NEARLY 3.2 million laid-off workers applied for unemployment benefits in the US last week as the business shutdowns caused by the coronavirus outbreak deepened the country’s worst economic crisis in decades.
Roughly 33.5m people have filed for jobless aid in the seven weeks since Covid-19 began, forcing millions of companies to close their doors and slash their workforces.
That is the equivalent of one in five Americans who had been employed back in February, when the unemployment rate had reached a 50-year low of 3.5%.

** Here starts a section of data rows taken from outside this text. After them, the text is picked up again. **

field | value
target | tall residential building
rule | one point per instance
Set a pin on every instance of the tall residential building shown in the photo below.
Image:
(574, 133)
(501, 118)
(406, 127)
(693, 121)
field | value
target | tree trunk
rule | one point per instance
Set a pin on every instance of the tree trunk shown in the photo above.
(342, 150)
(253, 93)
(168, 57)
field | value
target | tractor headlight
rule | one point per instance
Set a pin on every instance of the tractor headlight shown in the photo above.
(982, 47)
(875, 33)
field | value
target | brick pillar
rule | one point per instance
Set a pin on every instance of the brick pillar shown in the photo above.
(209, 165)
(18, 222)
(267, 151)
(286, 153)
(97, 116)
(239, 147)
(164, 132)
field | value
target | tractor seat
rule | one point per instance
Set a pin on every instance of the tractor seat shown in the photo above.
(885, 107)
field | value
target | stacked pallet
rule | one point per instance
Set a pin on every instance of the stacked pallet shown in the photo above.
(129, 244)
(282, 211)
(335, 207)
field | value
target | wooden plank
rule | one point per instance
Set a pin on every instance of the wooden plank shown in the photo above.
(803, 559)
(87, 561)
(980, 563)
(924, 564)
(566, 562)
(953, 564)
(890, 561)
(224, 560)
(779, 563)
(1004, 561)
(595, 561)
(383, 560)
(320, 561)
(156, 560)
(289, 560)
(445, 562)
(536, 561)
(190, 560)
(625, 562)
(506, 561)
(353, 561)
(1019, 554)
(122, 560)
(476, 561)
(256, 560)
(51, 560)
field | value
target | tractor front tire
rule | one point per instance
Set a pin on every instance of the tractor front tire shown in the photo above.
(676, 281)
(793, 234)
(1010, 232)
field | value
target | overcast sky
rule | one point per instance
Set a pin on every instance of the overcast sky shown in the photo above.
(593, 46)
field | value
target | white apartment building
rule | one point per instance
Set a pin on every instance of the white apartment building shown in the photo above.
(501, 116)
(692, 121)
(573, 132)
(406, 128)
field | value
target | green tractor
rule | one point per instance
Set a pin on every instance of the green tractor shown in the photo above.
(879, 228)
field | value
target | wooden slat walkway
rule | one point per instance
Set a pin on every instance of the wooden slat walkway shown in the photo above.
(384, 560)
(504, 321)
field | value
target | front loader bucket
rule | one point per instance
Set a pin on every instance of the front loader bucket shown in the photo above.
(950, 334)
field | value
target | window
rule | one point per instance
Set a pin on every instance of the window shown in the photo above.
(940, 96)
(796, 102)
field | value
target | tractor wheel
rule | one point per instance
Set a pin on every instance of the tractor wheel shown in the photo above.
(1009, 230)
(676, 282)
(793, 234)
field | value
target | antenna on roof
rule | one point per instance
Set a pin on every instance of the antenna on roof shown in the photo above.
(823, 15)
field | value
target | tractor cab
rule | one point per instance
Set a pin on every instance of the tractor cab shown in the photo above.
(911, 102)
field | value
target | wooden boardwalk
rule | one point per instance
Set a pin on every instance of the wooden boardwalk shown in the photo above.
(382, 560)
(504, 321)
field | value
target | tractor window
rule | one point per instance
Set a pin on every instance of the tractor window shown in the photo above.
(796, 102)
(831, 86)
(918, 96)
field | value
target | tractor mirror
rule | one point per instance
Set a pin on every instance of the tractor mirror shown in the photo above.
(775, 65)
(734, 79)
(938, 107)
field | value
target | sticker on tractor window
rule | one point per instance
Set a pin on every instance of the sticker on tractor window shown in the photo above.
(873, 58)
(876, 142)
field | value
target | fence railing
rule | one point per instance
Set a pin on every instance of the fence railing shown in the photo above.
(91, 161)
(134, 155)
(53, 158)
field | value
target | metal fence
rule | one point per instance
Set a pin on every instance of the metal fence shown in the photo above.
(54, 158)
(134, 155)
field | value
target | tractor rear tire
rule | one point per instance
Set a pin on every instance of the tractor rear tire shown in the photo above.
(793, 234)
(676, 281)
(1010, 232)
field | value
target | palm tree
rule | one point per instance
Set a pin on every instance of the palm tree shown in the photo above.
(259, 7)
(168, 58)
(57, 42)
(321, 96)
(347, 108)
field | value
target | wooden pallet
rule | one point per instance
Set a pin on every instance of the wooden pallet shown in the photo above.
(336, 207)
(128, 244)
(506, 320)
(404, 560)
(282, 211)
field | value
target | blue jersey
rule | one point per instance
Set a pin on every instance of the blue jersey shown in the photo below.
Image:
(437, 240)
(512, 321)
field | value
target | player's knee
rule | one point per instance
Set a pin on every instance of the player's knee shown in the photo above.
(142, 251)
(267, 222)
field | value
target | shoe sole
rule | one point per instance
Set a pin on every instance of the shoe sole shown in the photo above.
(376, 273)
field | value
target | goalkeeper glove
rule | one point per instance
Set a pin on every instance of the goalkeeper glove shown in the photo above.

Today, Donald Trump’s government will issue the April jobs report, and it is likely to be the worst since modern record-keeping began.
The unemployment rate is forecast to reach at least 16%, the highest rate since the Great Depression, and economists estimate that 21 million jobs were lost last month.
If so, it would mean that nearly all the job growth in the 11 years since the Great Recession ended has vanished in a single month.
Even those stunning figures will not fully capture the magnitude of the damage the coronavirus has inflicted on the job market.
Many people who are still employed have had their hours reduced, while others have suffered pay cuts. Some who lost jobs in April and did not look for a new one will not be counted as unemployed.
A broader measure – the proportion of adults with jobs – could hit a record low. The official figures for jobless claims may also be under-counting lay-offs.
Surveys by academic economists and think tanks suggest that as many as 12 million workers who were laid off by mid-April did not file for unemployment benefits by then, either because they could not navigate their state’s overwhelmed systems or they felt too discouraged to try.